The is no way on God’s green earth that PG&E is going to be able to replace 49 percent of the power they deliver on any given day from Diablo with wind and solar power within 13 months.

The green resistance is not the only wrench being tossed into Newsom’s plan that — regardless of one’s political leanings — is clearly a logic move.

Financing $1.1 billion in public funds at one point will require federal approval.

PG&E poses a problem.

Federal law basically prohibits the federal government from entering into contracts with federal felony convictions.

Yes, the 84 manslaughter felonies PG&E copped to after it burned to death 84 of its customers five years ago in Paradise are state felonies.

But before PG&E killed off customers in Butte County, they killed off 8 customers including a CPUC staff member in 2010 when their natural gas pipeline exploded in San Bruno.

The blast that incinerated an entire Bay Area neighborhood resulted in a number of federal felony convictions with PG&E.

In retrospect, the greenies may have a point.

Why would anyone trust a corporate culture that gave us Paradise and its 15,000 plus homes destroyed due to aging electricity equipment and San Bruno with its three dozen homes destroyed via aging natural gas lines operated beyond capacity to not end up doing the same thing with an “aging” nuclear power.

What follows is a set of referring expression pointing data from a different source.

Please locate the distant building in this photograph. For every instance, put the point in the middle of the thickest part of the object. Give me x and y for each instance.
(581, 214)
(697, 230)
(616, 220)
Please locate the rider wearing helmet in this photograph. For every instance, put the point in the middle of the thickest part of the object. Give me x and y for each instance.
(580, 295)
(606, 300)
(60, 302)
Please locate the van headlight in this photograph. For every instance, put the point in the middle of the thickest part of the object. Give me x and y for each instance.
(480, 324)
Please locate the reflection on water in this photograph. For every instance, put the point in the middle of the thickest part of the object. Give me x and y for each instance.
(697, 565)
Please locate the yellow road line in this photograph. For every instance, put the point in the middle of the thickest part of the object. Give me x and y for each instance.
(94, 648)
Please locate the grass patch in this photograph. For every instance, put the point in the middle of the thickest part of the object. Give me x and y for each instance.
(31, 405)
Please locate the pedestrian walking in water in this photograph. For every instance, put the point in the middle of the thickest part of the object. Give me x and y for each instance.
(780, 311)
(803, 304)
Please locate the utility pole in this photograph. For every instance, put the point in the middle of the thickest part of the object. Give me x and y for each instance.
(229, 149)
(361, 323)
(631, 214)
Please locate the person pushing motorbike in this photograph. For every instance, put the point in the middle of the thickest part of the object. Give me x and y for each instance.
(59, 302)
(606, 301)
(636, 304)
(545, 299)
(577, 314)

All of this is lining up to stone ratepayers to their financial death.

Not only are we going to pay the price to expand electricity generation to replace oil refineries but we are also going to pay to replace existing power sources that meet current demand levels at the same time.

None of this, of course, will put PG&E’s profitability at risk.

The CPUC will make sure PG&E makes 11 percent above and beyond their cost as a guaranteed profit whether it is the price of extending the life of Diablo Canyon, the cost of replacement green energy, or burying existing power lines or building new ones to increase the ability of the system to distribute more power.

The day is fast approaching when there will be more and more homeowners and renters who will be able to say their respective monthly mortgage and rent payments will be less than their monthly PG&E bill.